Feature selection

Low-Variance Feature Removal

This is a very basic feature selection technique.

Its underlying idea is that if a feature is constant (i.e. it has 0 variance), then it cannot be used for finding any interesting patterns and can be removed from the dataset.

Consequently, a heuristic approach to feature elimination is to first remove all features whose variance is below some (low) threshold.

Building off the example in the documentation, suppose we start with

X = [[0, 0, 1], [0, 1, 0], [1, 0, 0], [0, 1, 1], [0, 1, 0], [0, 1, 1]]

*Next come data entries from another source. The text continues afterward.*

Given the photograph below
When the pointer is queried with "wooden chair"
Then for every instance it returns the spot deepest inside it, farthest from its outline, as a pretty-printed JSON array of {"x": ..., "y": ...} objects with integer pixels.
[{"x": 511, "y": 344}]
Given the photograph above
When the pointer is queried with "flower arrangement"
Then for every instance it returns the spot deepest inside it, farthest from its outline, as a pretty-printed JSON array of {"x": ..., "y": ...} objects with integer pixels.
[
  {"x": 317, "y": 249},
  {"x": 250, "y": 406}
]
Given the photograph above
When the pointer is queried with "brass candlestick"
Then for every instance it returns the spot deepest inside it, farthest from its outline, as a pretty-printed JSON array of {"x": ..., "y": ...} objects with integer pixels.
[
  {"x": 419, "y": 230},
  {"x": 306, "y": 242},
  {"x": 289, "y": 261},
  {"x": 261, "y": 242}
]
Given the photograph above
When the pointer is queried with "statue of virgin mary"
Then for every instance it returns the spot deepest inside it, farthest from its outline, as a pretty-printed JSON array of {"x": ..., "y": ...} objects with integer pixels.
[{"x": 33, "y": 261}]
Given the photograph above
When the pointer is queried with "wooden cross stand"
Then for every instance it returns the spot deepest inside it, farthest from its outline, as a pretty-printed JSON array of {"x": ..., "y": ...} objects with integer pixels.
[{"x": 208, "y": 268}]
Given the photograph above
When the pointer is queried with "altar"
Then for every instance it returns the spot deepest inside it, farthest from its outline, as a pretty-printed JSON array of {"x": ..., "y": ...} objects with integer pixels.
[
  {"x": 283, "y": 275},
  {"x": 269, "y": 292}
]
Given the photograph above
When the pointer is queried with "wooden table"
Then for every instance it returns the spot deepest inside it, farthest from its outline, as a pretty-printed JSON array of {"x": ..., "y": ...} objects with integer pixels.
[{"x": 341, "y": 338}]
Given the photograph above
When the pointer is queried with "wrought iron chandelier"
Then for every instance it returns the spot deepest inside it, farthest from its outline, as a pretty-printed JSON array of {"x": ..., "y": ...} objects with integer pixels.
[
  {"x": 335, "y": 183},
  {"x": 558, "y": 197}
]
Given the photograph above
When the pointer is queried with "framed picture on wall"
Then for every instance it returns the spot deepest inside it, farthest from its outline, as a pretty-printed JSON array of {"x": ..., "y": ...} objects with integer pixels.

There are 3 boolean features here, each with 6 instances. Suppose we wish to remove those that are constant in at least 80% of the instances. Some probability calculations show that these features will need to have variance lower than 0.8 * (1 - 0.8). Consequently, we can use

from sklearn.feature_selection import VarianceThreshold
sel = VarianceThreshold(threshold=(.8 * (1 - .8)))    
sel.fit_transform(X)
# Output: array([[0, 1],
                 [1, 0],
                 [0, 0],
                 [1, 1],
                 [1, 0],
                 [1, 1]])

Note how the first feature was removed.

This method should be used with caution because a low variance doesn’t necessarily mean that a feature is “uninteresting”. Consider the following example where we construct a dataset that contains 3 features, the first two consisting of randomly distributed variables and the third of uniformly distributed variables.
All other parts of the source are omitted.